第1章 プロローグ<共通設定>
相性最悪なボディってどんだけ欠陥品なんだよ!!!!
闇の鏡そんなこと言ってなかったじゃん!!!!
契約違反じゃないのコレ!!!!
異世界が全部自分有利に動くとは思ってなかったけど、チュートリアル(闇の鏡)が詐欺まがいなことしてくるとは思ってもみなかった。
クロウリー「衣類はこちらで改めて用意しておきますので、とりあえずそこにある箒と雑巾を持って植物園の清掃を行って下さい」
ユウ「え?」
クロウリー「植物園は、この建物から一番近くにあるドーム状の建物ですよ」
クロウリーはそう言うと、ささっと見を翻し姿を消した。
ユウ「………」
うーん…。
なんかおかしい。
グリム「おい、子分!なにをさっきから難しい顔してるんだゾ!」
ユウ「うーん…いや、ちょっと違和感というか…、掃除の場所って植物園って言われたよね?」
グリム「なんだ。お前もう忘れたのか?記憶力の無いやつなんだゾ~!」
やかましいわ!
それに今のは忘れたわけじゃなく、あくまでもただの確認で…。
ユウ「……ん??記憶…???」
さっき学園長に植物園の掃除をしろと言われた時、私の頭には「え?メインストリートじゃないの?」って言葉が浮かんだ。
もちろんメインストリートなんて知らないし、さらに言うならこの世界の倫理観でさえ知らない。
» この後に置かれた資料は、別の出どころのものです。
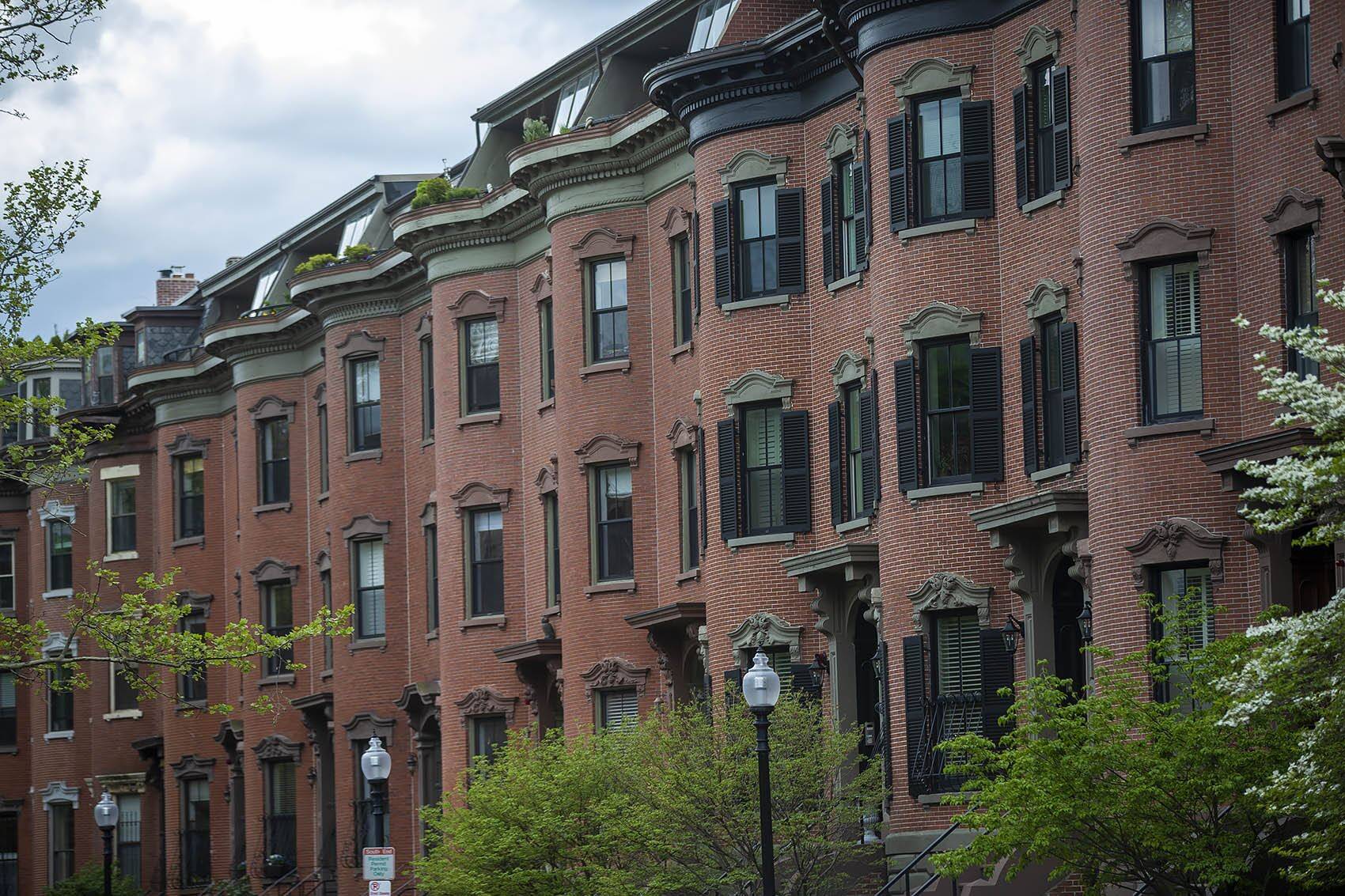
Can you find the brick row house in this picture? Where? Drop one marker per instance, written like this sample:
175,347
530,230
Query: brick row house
856,337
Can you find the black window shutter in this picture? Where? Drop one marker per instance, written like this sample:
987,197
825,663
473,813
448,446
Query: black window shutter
1020,144
1060,132
1028,370
978,174
987,450
789,228
794,471
899,187
914,681
726,432
908,441
1070,389
995,673
834,462
870,447
722,228
829,238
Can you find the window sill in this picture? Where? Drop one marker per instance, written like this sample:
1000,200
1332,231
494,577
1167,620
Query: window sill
939,491
484,622
1053,198
611,587
772,539
267,508
853,525
763,301
1301,99
1197,132
1051,472
605,366
1204,425
853,280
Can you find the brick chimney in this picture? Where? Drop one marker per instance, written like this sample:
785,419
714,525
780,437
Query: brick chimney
171,287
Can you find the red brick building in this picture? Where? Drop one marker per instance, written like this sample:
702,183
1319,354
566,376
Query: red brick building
849,337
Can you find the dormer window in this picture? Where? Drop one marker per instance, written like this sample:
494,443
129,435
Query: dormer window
710,21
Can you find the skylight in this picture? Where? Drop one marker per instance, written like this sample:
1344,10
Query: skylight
710,21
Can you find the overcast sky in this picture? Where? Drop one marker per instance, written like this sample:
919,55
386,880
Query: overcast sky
211,127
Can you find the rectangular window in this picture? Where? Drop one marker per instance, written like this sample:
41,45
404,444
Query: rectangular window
370,610
939,157
61,837
7,576
608,335
947,401
1301,293
121,516
9,712
618,708
432,577
1172,331
488,734
191,497
612,522
553,549
689,490
759,245
547,342
280,822
763,471
366,410
61,700
1165,63
195,838
59,558
324,478
426,388
684,307
486,561
273,451
1294,55
482,366
278,614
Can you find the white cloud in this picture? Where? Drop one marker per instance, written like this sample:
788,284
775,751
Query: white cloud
211,127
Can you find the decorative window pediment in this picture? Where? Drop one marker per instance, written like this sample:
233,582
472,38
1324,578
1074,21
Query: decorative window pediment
607,448
474,303
950,591
615,671
366,527
1295,210
1177,541
478,494
1045,299
941,320
757,385
486,701
278,748
601,243
753,164
766,630
272,569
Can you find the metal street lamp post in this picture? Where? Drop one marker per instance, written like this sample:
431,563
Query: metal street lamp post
762,692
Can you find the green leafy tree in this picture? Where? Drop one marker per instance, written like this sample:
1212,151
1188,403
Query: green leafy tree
668,806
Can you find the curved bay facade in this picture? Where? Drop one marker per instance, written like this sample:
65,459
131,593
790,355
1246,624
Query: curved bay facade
849,337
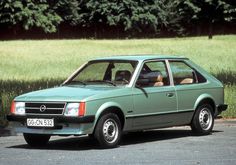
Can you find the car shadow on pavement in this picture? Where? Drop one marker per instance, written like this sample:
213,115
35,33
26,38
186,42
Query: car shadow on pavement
88,143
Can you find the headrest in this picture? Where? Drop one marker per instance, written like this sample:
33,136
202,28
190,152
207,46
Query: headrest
122,75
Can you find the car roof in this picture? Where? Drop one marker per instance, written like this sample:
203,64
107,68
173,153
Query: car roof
141,57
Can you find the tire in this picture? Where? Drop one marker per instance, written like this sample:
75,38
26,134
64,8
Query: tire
108,131
203,120
36,140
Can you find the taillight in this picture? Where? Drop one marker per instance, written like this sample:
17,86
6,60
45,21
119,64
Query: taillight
13,107
82,109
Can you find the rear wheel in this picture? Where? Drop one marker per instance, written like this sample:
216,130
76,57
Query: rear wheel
36,140
203,120
108,130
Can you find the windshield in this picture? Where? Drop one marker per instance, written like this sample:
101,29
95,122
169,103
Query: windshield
112,72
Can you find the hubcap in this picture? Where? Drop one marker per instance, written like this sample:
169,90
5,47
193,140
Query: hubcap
205,118
110,130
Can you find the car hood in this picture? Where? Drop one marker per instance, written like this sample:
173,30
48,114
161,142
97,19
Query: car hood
65,93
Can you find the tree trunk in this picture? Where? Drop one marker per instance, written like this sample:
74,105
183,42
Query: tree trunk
210,30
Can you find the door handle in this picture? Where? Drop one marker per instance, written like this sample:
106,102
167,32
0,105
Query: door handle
170,94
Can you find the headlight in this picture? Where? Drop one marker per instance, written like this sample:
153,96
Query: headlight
75,109
18,108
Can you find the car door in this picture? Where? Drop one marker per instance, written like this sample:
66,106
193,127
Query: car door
153,97
188,87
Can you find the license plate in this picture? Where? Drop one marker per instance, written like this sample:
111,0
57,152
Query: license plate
40,122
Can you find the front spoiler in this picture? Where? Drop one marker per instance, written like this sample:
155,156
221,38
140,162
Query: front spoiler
58,119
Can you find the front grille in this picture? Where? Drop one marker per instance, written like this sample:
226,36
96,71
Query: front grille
46,108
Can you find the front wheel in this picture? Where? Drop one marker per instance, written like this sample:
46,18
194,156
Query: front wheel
36,140
203,120
108,130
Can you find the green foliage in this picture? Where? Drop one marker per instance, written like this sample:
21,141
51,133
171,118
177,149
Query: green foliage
29,13
130,15
46,63
68,10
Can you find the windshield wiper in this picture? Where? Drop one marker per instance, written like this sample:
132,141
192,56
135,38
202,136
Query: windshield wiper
104,81
75,82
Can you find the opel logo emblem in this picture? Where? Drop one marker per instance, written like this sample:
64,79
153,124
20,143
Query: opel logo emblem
42,108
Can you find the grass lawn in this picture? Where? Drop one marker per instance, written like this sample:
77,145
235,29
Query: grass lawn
27,65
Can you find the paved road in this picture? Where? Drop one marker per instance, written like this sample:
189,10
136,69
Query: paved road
166,146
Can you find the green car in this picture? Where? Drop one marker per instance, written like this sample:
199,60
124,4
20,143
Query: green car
108,96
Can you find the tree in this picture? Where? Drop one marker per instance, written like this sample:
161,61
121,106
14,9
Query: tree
134,16
68,10
28,14
211,11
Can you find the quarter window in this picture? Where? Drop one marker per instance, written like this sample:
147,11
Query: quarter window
182,73
153,74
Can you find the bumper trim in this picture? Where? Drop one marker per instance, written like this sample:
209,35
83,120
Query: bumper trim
58,119
222,107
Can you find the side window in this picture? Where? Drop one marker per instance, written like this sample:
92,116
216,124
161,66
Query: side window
89,73
153,74
121,71
182,73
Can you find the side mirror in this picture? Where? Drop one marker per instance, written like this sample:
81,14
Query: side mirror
142,82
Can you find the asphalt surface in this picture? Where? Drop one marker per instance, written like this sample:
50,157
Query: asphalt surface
163,146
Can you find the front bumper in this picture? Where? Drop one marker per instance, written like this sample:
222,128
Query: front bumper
62,126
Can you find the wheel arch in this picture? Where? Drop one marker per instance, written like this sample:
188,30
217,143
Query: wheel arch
110,107
205,98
魔法を使うことはタブーじゃないっぽいけど、魔法がどこまで許されているのか。
魔法を使える人間と仕えない人間で差別は無いのか、とか。
まさに未知の世界のはずだ。
グリム「…ーい、ユウ!おいっ!…ダメだ。全く聞こえてねーんだゾ」
だけど私は知っていた。
記憶には無いのに、確実に私はこの学園を覚えている。
ユウ「………」
植物園の真ん中で、思考に耽っているユウの傍でグリムが好都合とばかりにふかふかの草の上に寝っ転がった。
そんなグルムを視界に捉えつつも、ユウも道の端に腰をおろす。
正直、これが現実なのかは定かじゃない。
でも夢だと思って軽く過ごしてしまった事実は消えることはない。
特に昨日の闇の鏡との会話。
ユウ『契約がしたいの、貴方と』
そう嬉しそうにユウは微笑んだ。